Josep Llovet, MD, PhD: I think that all the other drugs—sorafenib, regorafenib, cabozantinib, lenvatinib—are blocking several kinases, so they are not just drugs blocking VEGF receptor 2. But for instance, lenvatinib is blocking FGF receptor 1, 2, 3, 4, and regorafenib is also blocking Tie2. So there are other targets out there. And, needless to say, cabozantinib is blocking MET. So the beauty of ramucirumab is that it’s only blocking 1 driver, and as a result of that, provides survival differences. And this is novel and quite unique in HCC by blocking just 1 driver. So, of course, you can ask what is the relation between high AFP and effective drugs blocking the VEGF receptor 2, and there are not strong data about that. But certainly, there has been an association that those patients with high AFP levels may have more activation of the VEGF receptor 2 pathway, and this may be the association that explains that.

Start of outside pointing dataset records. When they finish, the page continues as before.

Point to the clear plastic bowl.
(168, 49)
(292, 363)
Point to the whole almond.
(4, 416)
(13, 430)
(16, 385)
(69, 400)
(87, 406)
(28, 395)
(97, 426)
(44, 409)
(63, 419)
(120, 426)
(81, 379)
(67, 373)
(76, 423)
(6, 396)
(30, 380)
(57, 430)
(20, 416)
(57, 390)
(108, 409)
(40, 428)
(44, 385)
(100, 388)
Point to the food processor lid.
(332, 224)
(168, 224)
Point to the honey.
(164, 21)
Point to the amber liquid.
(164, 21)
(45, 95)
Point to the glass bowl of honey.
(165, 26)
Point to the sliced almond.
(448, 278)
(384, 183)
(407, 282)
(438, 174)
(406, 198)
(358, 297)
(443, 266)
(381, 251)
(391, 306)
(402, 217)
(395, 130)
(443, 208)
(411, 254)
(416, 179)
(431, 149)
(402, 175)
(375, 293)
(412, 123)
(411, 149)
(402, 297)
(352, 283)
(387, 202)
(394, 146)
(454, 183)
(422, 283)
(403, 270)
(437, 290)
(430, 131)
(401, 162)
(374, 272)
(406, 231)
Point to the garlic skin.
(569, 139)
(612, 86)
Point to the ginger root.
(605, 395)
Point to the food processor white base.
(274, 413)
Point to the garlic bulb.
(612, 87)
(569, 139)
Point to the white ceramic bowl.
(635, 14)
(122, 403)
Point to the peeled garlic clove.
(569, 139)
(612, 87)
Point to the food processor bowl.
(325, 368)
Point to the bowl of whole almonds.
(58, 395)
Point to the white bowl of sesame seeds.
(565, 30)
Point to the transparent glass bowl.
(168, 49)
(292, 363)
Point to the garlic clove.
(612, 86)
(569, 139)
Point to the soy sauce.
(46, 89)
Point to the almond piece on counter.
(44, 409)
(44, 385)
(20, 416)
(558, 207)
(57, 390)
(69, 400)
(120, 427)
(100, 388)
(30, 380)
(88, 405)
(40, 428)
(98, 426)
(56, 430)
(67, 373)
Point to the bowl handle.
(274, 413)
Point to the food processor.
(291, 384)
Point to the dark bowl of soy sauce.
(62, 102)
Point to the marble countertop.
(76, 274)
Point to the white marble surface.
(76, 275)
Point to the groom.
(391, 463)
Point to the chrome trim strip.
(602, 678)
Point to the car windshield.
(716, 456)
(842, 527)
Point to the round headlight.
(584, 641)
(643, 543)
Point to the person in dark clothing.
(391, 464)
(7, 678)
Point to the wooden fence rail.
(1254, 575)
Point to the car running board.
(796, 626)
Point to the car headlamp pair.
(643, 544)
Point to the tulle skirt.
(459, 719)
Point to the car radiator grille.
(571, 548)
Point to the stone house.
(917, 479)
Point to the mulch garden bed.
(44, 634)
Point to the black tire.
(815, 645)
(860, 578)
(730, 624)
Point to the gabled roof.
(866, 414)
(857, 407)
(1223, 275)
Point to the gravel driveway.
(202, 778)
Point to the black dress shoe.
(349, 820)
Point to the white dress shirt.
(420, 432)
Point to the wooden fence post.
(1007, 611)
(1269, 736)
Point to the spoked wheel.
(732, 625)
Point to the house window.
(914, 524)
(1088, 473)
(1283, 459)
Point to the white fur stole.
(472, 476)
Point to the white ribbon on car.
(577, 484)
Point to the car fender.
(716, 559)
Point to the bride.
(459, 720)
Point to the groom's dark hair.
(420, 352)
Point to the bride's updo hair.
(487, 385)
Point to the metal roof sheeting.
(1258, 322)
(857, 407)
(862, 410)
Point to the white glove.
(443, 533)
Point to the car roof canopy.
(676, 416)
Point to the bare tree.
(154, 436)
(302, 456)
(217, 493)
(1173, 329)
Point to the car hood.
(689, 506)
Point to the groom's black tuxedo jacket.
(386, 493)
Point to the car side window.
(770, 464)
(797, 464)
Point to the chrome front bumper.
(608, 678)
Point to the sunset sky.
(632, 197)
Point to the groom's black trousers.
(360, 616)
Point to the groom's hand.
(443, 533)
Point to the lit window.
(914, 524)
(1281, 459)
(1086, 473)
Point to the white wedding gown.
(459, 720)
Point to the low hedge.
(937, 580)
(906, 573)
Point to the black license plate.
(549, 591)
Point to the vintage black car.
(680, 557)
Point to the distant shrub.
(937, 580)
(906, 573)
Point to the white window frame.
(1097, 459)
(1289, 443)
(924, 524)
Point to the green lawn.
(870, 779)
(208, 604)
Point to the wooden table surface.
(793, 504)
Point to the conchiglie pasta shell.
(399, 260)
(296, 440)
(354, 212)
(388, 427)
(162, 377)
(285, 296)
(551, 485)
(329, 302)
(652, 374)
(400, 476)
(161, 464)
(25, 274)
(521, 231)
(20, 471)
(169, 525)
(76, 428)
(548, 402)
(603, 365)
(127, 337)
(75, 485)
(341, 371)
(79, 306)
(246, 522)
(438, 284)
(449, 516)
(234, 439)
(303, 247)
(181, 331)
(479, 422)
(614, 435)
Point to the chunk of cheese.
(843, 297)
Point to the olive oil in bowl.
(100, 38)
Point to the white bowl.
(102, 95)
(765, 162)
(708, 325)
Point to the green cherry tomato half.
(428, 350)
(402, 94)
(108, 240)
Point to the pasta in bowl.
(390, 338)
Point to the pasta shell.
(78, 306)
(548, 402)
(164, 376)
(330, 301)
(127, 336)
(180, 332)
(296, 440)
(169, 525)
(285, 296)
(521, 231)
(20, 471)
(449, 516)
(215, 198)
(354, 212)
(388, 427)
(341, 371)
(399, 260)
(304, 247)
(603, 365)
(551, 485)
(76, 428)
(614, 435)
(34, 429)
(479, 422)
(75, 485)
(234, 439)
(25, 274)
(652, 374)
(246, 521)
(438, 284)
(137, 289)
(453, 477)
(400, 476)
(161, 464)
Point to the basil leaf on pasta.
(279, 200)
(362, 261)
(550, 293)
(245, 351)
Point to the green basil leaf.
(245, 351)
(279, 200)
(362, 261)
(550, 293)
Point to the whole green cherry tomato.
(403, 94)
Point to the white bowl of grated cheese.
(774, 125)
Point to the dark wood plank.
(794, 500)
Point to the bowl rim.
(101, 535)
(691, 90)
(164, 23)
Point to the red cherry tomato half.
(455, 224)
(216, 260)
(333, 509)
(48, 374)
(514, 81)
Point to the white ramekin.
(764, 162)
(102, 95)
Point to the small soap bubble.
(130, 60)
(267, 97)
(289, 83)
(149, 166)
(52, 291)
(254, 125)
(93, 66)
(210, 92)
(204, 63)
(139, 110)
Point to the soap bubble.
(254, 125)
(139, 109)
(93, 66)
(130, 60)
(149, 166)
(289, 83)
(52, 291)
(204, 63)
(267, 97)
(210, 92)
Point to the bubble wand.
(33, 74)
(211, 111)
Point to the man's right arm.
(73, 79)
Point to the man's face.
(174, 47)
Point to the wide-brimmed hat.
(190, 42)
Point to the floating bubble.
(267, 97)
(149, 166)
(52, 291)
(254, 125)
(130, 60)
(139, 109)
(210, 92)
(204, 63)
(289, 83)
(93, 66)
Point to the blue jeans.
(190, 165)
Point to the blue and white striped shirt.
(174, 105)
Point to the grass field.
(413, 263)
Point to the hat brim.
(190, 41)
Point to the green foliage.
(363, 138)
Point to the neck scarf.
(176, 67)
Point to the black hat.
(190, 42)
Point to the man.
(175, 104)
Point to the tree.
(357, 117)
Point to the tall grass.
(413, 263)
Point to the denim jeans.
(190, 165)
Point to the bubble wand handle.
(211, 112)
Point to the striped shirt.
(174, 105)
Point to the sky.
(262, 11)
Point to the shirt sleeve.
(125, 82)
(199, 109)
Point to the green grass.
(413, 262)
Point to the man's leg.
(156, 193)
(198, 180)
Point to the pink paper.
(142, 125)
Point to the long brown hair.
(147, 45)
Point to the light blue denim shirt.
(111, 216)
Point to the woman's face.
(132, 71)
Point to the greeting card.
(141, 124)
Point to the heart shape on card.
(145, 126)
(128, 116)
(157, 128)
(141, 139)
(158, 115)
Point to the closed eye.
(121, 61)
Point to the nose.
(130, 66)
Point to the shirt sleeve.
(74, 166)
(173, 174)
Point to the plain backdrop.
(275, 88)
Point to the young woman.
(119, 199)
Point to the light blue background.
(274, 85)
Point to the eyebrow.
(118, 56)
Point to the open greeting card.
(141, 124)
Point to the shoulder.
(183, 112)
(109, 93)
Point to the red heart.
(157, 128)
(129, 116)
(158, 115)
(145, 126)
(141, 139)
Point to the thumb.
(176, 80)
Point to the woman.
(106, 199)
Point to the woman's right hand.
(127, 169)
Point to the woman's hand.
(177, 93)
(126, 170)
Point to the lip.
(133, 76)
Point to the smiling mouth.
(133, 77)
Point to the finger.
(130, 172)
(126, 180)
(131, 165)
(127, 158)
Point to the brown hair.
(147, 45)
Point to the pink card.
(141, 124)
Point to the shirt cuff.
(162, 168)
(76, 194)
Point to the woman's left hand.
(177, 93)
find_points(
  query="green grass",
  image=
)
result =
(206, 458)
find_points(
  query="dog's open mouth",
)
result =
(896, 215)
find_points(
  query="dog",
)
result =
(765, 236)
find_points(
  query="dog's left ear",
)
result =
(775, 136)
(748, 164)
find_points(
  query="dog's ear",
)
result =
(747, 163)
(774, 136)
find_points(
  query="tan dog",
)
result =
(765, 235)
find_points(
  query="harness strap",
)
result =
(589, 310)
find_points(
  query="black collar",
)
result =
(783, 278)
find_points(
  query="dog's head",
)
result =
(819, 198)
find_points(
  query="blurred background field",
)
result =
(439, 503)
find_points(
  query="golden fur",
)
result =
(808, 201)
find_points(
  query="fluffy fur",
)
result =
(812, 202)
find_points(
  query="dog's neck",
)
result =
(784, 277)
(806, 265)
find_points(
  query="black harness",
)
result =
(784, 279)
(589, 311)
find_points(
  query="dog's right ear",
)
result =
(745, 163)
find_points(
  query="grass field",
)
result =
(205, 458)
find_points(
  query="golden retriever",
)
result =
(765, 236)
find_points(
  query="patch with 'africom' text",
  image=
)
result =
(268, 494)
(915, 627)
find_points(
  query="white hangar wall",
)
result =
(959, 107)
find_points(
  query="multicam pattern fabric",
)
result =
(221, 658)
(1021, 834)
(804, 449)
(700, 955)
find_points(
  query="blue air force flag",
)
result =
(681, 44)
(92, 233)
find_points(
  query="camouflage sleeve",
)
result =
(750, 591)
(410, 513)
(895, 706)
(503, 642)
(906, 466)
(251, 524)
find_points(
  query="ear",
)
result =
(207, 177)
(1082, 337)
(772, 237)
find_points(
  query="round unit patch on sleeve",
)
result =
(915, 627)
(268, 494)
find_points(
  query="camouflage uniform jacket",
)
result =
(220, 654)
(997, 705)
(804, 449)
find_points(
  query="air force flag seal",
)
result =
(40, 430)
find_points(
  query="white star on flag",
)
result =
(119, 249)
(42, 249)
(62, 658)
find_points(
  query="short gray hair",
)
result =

Arndt Vogel, MD, PhD: I think it’s really important to have positive biomarkers, prognostic biomarkers, and predictive biomarkers. First of all, prognostic biomarkers are important to understand the natural history of the disease, and I think it was really important to understand the poor survival of patients with a high AFP level, for example. These are important certification factors for future clinical trials, which do not only include, of course, AFP but also vascular infiltration and extrahepatic metastases.

And then when we have a couple of drugs available in first- and second-line settings. We somehow need to decide which drug should we use. And it would be nice if you have biomarkers that clearly would indicate which drug you should use in first-line, second-line, or third-line treatment or how we should sequence these treatments depending on biochemical, clinical biomarker.

Having more options is good because we can really sequence treatment. We can really decide, and we can switch treatment if the treatment is not tolerated. But on the other hand, of course, we would also like to have the best sequence for our patient and therefore biomarkers actually needed in this field.